Cette confiance et ces collaborations résultent d’années d’efforts pour établir des relations. Depuis la fin des années 1990, le CCR a commencé à se proposer comme partenaire des mouvements populaires de défense de la justice sociale, et promis de les écouter. Le but ultime n’était pas de gagner une affaire très médiatisée, mais de faire progresser les débats. Le CCR envisage les procès comme un outil de collaboration parmi d’autres, au même titre que les actions visant à s’organiser, occuper les rues, faire adopter des lois, changer le discours politique et mobiliser les médias traditionnels. En décidant d’intenter une action en justice, les avocats prennent en compte le calendrier, et pèsent le pour et le contre au regard de l’ensemble du mouvement.
« Nous souhaitons un changement systémique durable à long terme, qui ne se produira jamais à partir d’une seule décision de justice ou d’un seul changement de loi. Il viendra parce que nous construisons un certain type de culture », déclare Joo-Hyun Kang, directeur du CPR.
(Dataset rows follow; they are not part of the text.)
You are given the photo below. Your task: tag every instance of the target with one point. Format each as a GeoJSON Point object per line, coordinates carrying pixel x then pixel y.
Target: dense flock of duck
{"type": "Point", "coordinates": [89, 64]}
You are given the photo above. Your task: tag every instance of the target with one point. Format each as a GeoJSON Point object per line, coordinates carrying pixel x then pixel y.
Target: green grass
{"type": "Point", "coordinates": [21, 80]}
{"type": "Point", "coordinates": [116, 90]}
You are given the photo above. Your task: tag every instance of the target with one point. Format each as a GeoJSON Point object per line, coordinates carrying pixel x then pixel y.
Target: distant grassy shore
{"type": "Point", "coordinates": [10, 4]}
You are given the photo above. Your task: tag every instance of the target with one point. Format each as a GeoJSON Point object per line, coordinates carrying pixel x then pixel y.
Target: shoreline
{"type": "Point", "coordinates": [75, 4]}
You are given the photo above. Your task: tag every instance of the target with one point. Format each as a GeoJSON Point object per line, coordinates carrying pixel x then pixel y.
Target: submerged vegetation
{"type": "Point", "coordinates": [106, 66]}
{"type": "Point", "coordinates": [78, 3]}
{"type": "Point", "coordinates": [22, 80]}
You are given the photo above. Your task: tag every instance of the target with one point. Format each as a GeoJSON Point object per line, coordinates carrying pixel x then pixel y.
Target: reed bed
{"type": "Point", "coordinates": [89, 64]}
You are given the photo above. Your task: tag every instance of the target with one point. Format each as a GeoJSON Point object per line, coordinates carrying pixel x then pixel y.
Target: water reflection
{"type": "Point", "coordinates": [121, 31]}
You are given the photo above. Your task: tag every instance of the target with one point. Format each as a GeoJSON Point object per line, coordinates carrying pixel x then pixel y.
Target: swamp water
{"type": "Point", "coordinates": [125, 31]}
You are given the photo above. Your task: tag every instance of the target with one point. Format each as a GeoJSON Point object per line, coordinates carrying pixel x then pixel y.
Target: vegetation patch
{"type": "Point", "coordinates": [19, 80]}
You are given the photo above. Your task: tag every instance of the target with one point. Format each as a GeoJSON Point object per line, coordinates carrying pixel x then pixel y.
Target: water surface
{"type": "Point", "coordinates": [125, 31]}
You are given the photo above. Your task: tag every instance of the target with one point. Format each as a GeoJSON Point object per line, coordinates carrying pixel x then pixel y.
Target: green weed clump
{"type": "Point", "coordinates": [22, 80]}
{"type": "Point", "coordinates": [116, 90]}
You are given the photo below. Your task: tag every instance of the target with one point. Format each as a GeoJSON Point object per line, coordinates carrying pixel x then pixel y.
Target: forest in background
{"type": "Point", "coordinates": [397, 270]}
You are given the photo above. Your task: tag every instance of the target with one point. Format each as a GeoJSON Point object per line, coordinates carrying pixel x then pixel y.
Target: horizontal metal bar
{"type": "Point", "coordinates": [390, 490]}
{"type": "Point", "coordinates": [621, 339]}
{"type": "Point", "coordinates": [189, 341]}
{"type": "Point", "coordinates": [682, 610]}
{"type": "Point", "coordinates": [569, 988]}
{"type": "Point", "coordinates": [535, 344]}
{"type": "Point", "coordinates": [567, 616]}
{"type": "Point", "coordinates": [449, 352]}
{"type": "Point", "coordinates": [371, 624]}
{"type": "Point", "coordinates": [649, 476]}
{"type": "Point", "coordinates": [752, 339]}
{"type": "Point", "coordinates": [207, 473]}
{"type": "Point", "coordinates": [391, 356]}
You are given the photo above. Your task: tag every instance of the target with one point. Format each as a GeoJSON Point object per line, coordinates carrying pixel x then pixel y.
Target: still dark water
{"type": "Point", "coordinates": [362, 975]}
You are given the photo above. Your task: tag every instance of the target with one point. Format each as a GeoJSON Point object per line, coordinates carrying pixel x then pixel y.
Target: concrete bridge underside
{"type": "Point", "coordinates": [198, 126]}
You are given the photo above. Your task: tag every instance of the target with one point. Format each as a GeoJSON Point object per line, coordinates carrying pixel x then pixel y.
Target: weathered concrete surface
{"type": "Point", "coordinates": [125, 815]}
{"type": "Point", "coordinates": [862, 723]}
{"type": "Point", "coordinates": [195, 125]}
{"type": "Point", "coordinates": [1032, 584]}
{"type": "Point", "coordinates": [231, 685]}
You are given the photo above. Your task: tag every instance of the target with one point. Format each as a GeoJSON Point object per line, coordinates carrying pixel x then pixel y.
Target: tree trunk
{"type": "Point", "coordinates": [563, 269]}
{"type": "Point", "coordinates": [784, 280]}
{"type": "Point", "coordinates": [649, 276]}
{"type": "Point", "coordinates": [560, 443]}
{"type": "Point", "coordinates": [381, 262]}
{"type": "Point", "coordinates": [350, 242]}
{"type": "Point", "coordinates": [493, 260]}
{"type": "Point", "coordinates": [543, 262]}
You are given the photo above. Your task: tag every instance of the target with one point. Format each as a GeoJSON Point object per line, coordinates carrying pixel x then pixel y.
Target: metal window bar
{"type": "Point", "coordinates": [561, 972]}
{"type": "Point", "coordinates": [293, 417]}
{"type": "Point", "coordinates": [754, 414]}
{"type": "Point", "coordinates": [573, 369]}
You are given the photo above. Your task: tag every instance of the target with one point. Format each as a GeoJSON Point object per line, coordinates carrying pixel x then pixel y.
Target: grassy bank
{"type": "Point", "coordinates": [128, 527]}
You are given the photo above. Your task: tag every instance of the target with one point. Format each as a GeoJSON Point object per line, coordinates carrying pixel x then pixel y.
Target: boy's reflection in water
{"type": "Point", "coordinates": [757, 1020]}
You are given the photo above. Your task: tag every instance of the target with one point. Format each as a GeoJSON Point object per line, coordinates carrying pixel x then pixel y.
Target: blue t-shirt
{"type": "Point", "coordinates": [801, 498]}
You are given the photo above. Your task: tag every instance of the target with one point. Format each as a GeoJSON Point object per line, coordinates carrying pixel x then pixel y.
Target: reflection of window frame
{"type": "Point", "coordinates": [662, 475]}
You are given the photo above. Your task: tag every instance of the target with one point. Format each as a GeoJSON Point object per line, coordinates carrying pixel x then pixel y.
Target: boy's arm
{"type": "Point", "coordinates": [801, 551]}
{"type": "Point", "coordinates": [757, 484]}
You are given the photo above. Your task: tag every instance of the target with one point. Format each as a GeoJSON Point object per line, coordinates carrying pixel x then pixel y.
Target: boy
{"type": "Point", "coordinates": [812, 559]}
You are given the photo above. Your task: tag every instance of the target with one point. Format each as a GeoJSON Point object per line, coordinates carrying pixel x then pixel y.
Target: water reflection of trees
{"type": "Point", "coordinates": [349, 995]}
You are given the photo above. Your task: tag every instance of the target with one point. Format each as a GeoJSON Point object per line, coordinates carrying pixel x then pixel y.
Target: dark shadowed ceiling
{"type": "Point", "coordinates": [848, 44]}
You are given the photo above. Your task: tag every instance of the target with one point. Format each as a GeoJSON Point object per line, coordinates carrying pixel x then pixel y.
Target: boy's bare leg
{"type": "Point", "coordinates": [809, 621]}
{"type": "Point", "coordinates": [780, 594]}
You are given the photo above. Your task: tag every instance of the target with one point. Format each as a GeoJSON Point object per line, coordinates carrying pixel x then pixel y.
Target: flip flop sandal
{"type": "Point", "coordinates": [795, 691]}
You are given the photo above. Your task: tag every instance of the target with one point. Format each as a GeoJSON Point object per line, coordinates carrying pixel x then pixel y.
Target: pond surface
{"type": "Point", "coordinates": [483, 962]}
Au-delà des activités de promotion, l’équipe de défense de la cause pour l’affaire Floyd a servi d’intermédiaire entre la communauté et l’équipe juridique. Les responsables du CPR ont ensuite traduit et relayé les informations de l’équipe juridique à la communauté et au grand public. Les équipes impliquées ont décidé consciemment de maintenir une communication constante. Toutes les équipes impliquées dans l’affaire Floyd reconnaissent que l’action en justice était un outil parmi d’autres, au même titre que les actions de désobéissance civile, les efforts pour remplir les salles d’audience, l’éducation des membres du conseil municipal, les manifestations et marches publiques, les propositions de loi et le lobbying, etc. Pour avancer, ces efforts doivent fonctionner en harmonie. Pour avancer, ces efforts doivent fonctionner en harmonie.
« En tant que non-juriste ayant travaillé avec des avocates tout au long de ma carrière professionnelle, je constate que le meilleur se produit quand il existe une relation symbiotique, partagée et collaborative dans laquelle les chefs de file des communautés touchées dirigent les stratégies », explique Nahal Zamani, responsable des programmes de plaidoyer pour le CCR.